What often happens in discussions around static typing is that people state that static typing has benefits and then try to fit the evidence to fit that claim. A scientific way to approach this would be to start by studying real world open source projects written in different languages. If we see empirical evidence that projects written in certain types of languages consistently perform better in a particular area, such as reduction in defects, we can then make a hypothesis as to why that is. For example, if there was statistical evidence to indicate that using Haskell reduces defects, a hypothesis could be made that the the Haskell type system plays a role here. That hypothesis could then be further tested, and that would tell us whether it’s correct or not. In fact, there was a large scale GitHub study that’s been replicated. The conclusion was that there is no statistically significant effect associated with static typing.

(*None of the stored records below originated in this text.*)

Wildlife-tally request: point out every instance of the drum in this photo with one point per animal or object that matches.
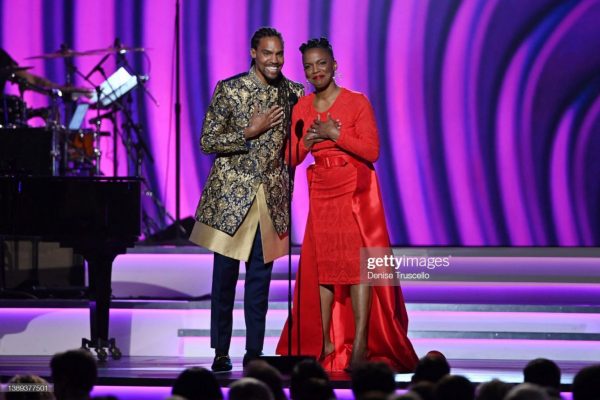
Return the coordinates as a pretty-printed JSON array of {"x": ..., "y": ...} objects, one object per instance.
[
  {"x": 12, "y": 112},
  {"x": 81, "y": 146}
]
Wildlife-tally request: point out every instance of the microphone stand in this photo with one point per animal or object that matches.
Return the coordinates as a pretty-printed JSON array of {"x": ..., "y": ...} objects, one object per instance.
[{"x": 178, "y": 227}]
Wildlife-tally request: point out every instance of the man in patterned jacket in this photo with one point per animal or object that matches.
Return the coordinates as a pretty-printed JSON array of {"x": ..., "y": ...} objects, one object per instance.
[{"x": 243, "y": 213}]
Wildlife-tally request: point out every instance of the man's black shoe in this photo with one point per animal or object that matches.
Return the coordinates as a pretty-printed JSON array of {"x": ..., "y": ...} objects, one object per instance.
[
  {"x": 221, "y": 364},
  {"x": 249, "y": 356}
]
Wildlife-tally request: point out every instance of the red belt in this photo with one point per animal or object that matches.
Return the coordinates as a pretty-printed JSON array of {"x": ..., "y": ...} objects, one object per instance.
[{"x": 329, "y": 162}]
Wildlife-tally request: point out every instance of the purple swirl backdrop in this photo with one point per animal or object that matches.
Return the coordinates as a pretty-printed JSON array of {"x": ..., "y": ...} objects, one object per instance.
[{"x": 489, "y": 110}]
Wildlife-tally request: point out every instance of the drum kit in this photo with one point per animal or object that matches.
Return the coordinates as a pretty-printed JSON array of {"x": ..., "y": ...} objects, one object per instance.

I think that the fundamental problem with static typing is that it’s inherently more limiting in terms of expressiveness because you’re limited to a set of statements that can be verified by the type checker effectively. This is a subset of all valid statements that you’re allowed to make in a dynamic language. So, a static language will often force you to write code for the benefit of the type checker as opposed to the human reader because you have to write code in a way that the type checker can understand. This can lead to code that’s more difficult to reason about, and you end up with logic errors that are much harder to debug than simple type mismatches. People can also get a false sense of confidence from their type system as seen here where the author assumed the code was correct because it compiled, but in fact it wasn’t doing anything useful.
At the same time, there is no automated way to check the type definitions themselves and as you encode more constraints via types you end up with a meta program describing your program, and there is nothing to help you know whether that program itself is correct. Consider a fully typed insertion sort in Idris. It’s nearly 300 lines long! I could understand a 10 line Python version in its entirety and be able to guarantee that it works as intended much easier than the Idris one.
I also think dynamic typing is problematic in imperative/OO languages because the data is mutable, and you pass things around by reference. Even if you knew the shape of the data originally, there’s no way to tell whether it’s been changed elsewhere via side effects.
On the other hand, functional languages such as Clojure embrace immutability and any changes to the data happen explicitly in a known context. This makes it much easier to know exactly what the shape of the data is at any one place in your application. Meanwhile, all the data is structured using a set of common data structures. Any iterator function such as map, filter, or reduce can iterate any data structure, and it’s completely agnostic regarding the concrete types. The code that cares about the types is passed in as a parameter. Pretty much any data transformations are accomplished by chaining functions from the standard library together, with domain specific code bubbling up to a shallow layer at the top.
Finally, it’s worth noting that types aren’t the only approach available. Runtime contracts as seen with Spec in Clojure provide a way to create a semantic specification for what the code is meant to be doing, and to do generative testing against it. This approach is much more flexible than a type system, and it can encode semantically meaningful constraints that are difficult to encode using types.